At trial, counsel for the parties vigorously disputed how many sets of keys there were, when and where the keys were recovered, which ones were in evidence, and so on.  Each lawyer disagreed with the other’s characterization of the evidence, but both seemed to have a basis in the evidence for their positions.  There was no misconduct.  Judge Gull reminded the jury it should rely on its own memory of the evidence to sort out this dispute giving the matter the attention it warranted.

  

  

II.Evidence of Prior Altercation Between

Defendant and Victim

Defense counsel claims error in the admission of evidence of “a prior physical altercation between Mr. Cassell and Mr. Phillips.”  (Appellant’s Br. at 15.)  He argues that the evidence is inadmissible under Indiana Evidence Rule 404(b).  

Rule 404(b) provides that evidence of other misconduct may not be admitted to prove that a defendant acted in conformity with a certain character trait.  The rule was designed to prevent finders of fact from assessing present guilt on a defendant’s past propensities.   Hicks v. State , 690 N.E.2d 215 (Ind. 1997).  Evidence of such misconduct may, however, be admissible for “other purposes,” such as proof of intent or motive.  Evid. R. 404(b).  The State asserts that evidence of the altercation between Phillips and Cassell is admissible to prove that Phillips intended or had motive to murder the victim.  
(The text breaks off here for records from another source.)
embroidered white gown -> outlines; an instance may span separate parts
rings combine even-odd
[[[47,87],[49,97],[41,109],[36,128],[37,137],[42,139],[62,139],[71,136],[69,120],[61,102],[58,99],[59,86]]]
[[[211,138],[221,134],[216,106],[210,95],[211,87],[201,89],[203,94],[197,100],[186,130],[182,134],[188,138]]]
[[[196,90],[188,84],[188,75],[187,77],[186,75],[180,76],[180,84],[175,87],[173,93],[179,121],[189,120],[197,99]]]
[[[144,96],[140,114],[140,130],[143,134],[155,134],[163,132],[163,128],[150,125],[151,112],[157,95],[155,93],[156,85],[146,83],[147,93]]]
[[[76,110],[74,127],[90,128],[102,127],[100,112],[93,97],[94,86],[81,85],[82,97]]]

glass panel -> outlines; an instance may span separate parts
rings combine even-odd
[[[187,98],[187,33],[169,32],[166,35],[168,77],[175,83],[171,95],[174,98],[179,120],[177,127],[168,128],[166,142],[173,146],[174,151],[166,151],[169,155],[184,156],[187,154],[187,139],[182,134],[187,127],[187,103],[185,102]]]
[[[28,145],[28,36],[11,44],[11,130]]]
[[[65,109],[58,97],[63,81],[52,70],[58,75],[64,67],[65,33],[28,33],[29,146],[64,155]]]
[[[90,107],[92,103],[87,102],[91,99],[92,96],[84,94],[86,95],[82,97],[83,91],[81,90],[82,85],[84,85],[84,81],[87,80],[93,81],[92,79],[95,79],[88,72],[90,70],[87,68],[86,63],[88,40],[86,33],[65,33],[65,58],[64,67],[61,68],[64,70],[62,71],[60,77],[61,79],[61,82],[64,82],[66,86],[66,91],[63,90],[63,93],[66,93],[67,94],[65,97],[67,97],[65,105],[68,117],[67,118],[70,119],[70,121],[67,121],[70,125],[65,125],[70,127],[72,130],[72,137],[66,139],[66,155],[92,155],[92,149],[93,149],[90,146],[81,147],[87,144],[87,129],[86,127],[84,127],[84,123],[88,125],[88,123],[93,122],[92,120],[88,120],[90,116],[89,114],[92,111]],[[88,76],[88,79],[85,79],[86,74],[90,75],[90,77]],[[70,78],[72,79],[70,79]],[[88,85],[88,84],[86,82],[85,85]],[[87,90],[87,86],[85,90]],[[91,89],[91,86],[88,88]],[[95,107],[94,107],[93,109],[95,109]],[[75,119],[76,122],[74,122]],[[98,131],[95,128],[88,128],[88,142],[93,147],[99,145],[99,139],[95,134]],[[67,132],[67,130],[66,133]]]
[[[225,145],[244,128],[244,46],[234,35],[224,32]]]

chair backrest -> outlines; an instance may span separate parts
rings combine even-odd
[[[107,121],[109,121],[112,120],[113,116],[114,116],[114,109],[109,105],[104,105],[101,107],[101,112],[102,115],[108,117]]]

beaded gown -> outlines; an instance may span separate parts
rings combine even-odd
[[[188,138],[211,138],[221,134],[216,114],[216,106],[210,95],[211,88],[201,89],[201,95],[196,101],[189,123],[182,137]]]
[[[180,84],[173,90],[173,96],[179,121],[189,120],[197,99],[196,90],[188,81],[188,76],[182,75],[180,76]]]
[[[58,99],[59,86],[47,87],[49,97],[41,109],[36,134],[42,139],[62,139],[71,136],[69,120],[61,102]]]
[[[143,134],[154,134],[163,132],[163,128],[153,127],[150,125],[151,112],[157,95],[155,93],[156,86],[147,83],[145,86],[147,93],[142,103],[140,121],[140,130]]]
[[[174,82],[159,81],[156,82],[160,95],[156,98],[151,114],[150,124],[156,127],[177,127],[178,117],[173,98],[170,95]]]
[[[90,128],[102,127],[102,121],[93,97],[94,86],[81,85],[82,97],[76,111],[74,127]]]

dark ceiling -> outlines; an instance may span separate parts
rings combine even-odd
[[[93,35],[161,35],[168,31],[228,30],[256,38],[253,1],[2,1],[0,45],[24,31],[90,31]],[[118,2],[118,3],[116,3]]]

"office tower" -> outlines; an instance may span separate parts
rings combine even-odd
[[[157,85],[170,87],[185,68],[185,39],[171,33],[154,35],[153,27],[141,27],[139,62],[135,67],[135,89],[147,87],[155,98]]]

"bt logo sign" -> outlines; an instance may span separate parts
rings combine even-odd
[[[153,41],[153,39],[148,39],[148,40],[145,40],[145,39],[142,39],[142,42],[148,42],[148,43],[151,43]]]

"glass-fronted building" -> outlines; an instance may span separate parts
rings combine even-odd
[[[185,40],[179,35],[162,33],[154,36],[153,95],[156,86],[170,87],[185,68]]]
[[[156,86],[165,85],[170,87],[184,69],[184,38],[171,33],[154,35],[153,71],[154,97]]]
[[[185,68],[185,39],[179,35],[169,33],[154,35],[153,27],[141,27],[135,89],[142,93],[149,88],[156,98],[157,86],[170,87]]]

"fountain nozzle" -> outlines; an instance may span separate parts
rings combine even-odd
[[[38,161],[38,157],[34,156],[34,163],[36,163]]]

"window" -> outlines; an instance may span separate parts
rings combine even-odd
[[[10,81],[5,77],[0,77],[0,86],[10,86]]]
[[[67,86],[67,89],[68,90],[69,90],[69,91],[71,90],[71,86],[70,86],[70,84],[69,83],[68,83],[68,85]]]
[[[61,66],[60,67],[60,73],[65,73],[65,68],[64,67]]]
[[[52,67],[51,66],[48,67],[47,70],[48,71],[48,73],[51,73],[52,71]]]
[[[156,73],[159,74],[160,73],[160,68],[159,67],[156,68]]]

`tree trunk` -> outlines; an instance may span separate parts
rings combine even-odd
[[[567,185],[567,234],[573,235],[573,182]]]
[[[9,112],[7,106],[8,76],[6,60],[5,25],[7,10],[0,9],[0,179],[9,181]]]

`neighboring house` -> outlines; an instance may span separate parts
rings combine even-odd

The analysis of admissibility under Rule 404(b) incorporates the relevancy test of Rule 401 and the balancing test of Rule 403.   Hicks , 690 N.E.2d at 221.  First “the court must determine that the evidence of other crimes, wrongs, or acts is relevant to a matter at issue other than the defendant’s propensity to commit the charged act; and [second,] the court must balance the probative value of the evidence against its prejudicial effect pursuant to Rule 403.”   Id.  

Relevant evidence is that which has any tendency to make a fact of consequence more or less probable.  Evid. R. 401.  The fact that Phillips fought with Cassell less than one week before he killed him certainly has some tendency to make it more probable that the killing was intentional.  The evidence shows “the relationship between the parties and, more precisely, a ‘paradigmatic motive’ for committing the crime—hostility.”   McEwen v. State , 695 N.E.2d 79, 87-88 (Ind. 1998) (quoting Hicks , 690 N.E.2d at 222).  We therefore move along to the issue of the probative-prejudicial balance.

Relevant evidence is admissible unless its probative value is substantially outweighed by the danger of unfair prejudice.  Evid. R. 403.  We review this balance for an abuse of discretion.   Hicks , 690 N.E.2d at 223.  We cannot say that the trial court abused its discretion here.  While the information may have been slightly prejudicial, the evidence was highly probative of Phillips’ animosity toward the victim, his motive, and his intent to kill, as the State asserts.  The evidence was properly admitted.

Conclusion

For the foregoing reasons, we affirm Phillips’ conviction.

Dickson, Sullivan, and Boehm, JJ., concur.